Stock index futures pointed to a slightly lower open on Wednesday as investors waited for key retail sales data for an indication of the mood of the U.S. consumer.

Retail sales are forecast to be flat in April compared with a fall of 1.2 percent in the previous month. The data is due at 8:30 a.m. EDT. Consumer spending accounts for two-thirds of U.S. economic activity.

Expectations are up slightly, and people are looking for signs that there's some real improvement, not just leveling at the bottom, said Rick Meckler, president of investment firm LibertyView Capital Management in Jersey City, New Jersey.

The definition of 'better than expected' has been changing from not being horrible to actually showing some real improvement, he added, To the extent that sales show some real improvement it could be very positive for the market.

S&P 500 futures fell 5.8 points and were below fair value, a formula that evaluates pricing by taking into account interest rates, dividends and time to expiration on the contract. Dow Jones industrial average futures shed 48 points, and Nasdaq 100 futures were off 13 points.
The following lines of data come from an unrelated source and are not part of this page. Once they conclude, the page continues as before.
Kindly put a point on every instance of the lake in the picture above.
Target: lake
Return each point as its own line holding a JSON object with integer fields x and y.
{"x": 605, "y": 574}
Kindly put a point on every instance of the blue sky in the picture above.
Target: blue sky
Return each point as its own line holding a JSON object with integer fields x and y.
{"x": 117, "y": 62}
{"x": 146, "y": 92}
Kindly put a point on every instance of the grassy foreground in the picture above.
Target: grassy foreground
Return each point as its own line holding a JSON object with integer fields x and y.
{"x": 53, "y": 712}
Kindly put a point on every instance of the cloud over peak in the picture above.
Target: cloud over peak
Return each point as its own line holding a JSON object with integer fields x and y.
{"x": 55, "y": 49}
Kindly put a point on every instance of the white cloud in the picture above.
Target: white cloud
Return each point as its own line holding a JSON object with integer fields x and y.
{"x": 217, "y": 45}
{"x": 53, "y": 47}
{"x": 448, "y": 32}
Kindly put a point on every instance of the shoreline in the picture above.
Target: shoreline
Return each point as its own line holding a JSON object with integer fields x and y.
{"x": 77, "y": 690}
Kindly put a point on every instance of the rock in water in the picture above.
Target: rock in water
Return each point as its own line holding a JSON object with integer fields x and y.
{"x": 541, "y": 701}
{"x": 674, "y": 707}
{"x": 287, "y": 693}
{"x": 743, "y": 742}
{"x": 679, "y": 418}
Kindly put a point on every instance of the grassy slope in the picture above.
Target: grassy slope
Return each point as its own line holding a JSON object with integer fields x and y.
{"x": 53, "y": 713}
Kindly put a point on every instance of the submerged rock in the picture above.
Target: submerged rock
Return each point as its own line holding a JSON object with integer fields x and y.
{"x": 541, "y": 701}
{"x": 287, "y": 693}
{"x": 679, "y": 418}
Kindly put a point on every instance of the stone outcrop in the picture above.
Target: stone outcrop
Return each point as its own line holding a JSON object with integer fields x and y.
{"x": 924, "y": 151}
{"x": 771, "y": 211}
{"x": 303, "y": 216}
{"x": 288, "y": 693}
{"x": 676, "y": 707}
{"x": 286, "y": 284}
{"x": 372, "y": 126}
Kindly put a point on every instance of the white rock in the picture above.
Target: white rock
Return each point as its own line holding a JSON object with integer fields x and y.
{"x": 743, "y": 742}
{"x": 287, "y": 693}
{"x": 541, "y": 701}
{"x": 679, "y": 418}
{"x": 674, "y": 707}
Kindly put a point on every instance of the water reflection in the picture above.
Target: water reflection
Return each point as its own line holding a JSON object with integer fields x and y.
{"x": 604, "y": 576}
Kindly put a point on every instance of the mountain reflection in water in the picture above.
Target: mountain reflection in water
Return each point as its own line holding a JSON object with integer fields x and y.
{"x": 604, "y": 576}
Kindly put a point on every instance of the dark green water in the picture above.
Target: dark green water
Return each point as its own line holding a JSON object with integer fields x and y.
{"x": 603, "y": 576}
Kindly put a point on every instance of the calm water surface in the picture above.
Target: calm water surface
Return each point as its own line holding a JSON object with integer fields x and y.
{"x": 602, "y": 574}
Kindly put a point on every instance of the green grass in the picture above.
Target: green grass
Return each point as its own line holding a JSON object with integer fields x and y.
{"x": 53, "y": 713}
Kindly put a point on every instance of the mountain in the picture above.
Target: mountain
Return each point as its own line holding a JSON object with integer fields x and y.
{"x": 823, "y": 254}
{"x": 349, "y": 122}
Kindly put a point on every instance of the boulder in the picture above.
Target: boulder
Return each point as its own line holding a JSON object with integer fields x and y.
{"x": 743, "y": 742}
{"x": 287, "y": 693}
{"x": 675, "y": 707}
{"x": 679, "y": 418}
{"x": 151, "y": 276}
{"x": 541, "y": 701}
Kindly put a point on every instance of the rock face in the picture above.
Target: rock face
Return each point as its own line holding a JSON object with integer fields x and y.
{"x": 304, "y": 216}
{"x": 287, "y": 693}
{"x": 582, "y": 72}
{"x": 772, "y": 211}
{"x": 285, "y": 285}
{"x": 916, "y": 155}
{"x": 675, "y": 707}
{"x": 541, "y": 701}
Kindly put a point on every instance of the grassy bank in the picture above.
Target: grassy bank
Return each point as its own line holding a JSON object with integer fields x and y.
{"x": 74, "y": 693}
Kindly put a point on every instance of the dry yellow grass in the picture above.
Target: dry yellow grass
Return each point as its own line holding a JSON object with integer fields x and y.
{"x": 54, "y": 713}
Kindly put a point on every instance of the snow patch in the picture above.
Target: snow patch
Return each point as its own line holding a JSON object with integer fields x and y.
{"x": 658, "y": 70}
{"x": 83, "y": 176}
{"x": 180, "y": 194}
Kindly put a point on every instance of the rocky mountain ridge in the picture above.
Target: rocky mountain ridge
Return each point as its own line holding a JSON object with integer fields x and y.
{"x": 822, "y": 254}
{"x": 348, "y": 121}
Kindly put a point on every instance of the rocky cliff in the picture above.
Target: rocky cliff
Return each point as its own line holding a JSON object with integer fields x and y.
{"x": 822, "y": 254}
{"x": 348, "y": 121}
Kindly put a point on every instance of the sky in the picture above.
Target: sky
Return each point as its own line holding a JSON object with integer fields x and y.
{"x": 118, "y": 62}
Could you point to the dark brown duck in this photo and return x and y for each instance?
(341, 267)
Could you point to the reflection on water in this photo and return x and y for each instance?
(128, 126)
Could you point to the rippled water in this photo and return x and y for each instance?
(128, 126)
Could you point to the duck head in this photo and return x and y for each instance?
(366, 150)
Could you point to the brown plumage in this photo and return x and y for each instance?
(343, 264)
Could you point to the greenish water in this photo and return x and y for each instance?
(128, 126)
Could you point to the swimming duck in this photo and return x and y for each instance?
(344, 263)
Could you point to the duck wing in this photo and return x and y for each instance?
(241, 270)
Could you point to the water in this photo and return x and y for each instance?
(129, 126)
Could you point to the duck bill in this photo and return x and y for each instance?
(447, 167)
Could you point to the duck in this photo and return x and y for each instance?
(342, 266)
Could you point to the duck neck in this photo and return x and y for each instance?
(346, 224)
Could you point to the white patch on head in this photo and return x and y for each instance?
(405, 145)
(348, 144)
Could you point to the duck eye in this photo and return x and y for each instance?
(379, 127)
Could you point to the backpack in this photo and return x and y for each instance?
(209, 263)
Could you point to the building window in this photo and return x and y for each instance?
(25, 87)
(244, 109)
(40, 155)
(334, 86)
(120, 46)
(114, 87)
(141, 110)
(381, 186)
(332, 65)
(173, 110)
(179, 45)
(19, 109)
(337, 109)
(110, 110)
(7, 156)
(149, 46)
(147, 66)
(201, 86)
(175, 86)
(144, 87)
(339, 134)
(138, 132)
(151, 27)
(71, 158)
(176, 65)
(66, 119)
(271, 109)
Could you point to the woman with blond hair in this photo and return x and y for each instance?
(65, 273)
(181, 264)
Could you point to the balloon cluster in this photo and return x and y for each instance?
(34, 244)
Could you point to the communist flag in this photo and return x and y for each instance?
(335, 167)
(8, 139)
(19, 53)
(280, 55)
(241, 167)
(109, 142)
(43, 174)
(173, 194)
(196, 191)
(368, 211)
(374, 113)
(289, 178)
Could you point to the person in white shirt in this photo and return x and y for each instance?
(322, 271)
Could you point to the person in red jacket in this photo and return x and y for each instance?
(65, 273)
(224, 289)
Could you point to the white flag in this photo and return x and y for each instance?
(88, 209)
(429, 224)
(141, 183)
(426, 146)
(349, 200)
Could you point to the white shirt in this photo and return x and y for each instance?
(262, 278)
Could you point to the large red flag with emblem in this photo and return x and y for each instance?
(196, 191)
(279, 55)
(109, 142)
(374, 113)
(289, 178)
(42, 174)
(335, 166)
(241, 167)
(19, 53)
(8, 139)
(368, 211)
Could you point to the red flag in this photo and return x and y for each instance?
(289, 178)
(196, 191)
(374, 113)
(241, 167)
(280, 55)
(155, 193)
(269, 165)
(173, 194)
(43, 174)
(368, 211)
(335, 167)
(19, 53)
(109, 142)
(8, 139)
The European Commission imposed a record fine of 1.06 billion euros ($1.45 billion) on chipmaker Intel Corp on Wednesday and ordered it halt illegal rebates and other practices intended to squeeze out rival Advanced Micro Devices Inc.

The fine offset earlier optimism after Intel, the world's No. 1 chipmaker, said late Tuesday its orders and billing patterns have been slightly better than expected so far in the second quarter. Shares of Intel rose 1.3 percent to $15.45 in premarket trade.
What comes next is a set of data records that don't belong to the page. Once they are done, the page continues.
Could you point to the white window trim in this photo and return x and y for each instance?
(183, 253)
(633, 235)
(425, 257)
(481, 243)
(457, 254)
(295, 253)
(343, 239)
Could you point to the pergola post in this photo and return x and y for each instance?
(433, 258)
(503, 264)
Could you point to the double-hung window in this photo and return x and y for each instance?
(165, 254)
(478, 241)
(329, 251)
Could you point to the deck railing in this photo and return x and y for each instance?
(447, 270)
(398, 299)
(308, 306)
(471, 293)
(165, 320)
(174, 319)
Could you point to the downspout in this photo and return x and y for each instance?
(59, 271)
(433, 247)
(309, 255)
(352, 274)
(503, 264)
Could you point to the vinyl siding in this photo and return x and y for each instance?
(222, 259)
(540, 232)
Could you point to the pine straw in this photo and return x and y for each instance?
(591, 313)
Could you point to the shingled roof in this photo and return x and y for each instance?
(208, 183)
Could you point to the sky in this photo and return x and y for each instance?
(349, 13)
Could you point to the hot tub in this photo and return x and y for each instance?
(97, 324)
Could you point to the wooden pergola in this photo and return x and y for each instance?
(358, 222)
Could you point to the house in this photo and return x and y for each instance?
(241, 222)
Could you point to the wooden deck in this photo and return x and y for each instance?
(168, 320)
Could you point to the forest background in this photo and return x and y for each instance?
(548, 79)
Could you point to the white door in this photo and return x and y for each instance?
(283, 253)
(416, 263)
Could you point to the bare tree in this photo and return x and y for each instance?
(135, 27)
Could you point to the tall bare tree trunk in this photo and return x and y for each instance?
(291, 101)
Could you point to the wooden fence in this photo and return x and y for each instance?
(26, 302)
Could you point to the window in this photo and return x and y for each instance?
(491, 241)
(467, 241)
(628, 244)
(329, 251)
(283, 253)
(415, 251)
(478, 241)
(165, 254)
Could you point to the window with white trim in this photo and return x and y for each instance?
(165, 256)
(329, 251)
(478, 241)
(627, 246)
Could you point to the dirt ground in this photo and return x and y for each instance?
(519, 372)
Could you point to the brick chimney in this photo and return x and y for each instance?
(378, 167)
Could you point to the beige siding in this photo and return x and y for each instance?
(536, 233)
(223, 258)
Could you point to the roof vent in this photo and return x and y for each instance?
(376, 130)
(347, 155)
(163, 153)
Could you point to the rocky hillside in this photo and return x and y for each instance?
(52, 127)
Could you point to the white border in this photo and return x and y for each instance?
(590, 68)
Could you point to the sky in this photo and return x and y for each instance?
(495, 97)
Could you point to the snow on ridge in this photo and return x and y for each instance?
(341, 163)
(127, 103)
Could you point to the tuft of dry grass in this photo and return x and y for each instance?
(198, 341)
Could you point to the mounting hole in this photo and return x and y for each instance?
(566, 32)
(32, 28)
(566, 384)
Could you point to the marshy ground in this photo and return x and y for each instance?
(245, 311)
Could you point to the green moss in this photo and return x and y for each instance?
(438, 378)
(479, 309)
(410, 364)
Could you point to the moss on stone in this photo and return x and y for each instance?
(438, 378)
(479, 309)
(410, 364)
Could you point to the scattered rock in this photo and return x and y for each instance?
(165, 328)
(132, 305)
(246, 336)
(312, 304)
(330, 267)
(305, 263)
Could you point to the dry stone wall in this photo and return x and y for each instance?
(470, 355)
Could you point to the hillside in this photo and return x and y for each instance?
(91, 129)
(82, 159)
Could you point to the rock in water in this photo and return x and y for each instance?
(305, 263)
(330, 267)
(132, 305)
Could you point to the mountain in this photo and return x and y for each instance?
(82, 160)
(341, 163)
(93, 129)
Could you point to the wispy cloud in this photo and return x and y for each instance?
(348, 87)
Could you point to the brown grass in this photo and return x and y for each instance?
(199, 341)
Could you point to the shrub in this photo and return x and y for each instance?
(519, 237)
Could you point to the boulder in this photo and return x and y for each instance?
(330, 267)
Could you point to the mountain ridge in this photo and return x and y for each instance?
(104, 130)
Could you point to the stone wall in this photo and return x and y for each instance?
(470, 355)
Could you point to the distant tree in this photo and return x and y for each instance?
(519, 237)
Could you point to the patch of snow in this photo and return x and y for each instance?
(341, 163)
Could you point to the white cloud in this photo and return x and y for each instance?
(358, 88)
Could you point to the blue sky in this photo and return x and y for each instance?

The world's largest chip equipment maker, Applied Materials Inc, posted a quarterly loss Tuesday as cost cuts failed to fully offset a steep drop in revenue.

Chrysler LLC's bankruptcy may take as long as two years, instead of the two months that U.S. President Barack Obama suggested as a target, Bloomberg reported, citing an administration official.

On Tuesday, the Dow gained ground as investors scooped up defensive shares such as Pfizer Inc
, while energy shares rose alongside oil prices. The S&P 500 was little changed, and the Nasdaq fell as financial and technology shares dropped after recent sharp gains.

Since reaching historic lows in early March, the Dow has surged 30.9 percent and the S&P 500 has soared 36.2 percent.